Can someone precisely point out to me when the decision was made to return to the vintage death metal sound? First off, I am by no means complaining. If this wave of neo-Morrisound bands keeps pounding out albums like Extremity’s Coffin Birth (20 Buck Spin) you can park a tractor-trailer worth of those motherfuckers on my driveway. In just the span of a few years, we’ve gotten remarkable work from bands like Tomb Mold, Mortuous, Gruesome, Necrot, Gatecreeper and Horrendous by playing death metal like its 1991.
Extremity and bands of their ilk clearly have reexamined the classics from labels like Roadrunner, Combat and Nuclear Blast, but the sound hardly ever comes across as dated or rehashed. One of the measures that Extremity has employed is their complete embrace of varying song structures and speed. Mid-tempo and gnarly samples are suddenly traded for blast-beat volleys which then segue into thrash grooves. And while on the subject of the subgenre, Extremity’s other tool is their willingness to supplement the death with layers of doom, thrash and plenty of grind.

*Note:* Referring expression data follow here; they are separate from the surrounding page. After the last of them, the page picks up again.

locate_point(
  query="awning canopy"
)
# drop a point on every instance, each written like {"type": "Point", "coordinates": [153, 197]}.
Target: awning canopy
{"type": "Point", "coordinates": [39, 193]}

Extremity plays along with some Candlemass mood and leads early on ‘Grave Mistake’ but the blast beats and chugging guitars gun down any notion of atmosphere or contemplation. On the flipside, death metal grit and speed dominate the opening moments of ‘Coffin Birth/A Million Witches’ before taking a swan dive into doom/sludge laden swamps only to reemerge with galloping speed and coarse howls from Marissa Martinez-Hoadley and Shelby Lermo which will have you reaching for a bag of Halls. You know your band clearly has no fucks for rules when the grindcore chaos and beats of ‘Occision’ is the closest thing to staying in one musical lane.
So, have or will we figure out when the case was made to draw from the past in order move forward? I don’t know, but I certainly don’t want to leave this sweet spot.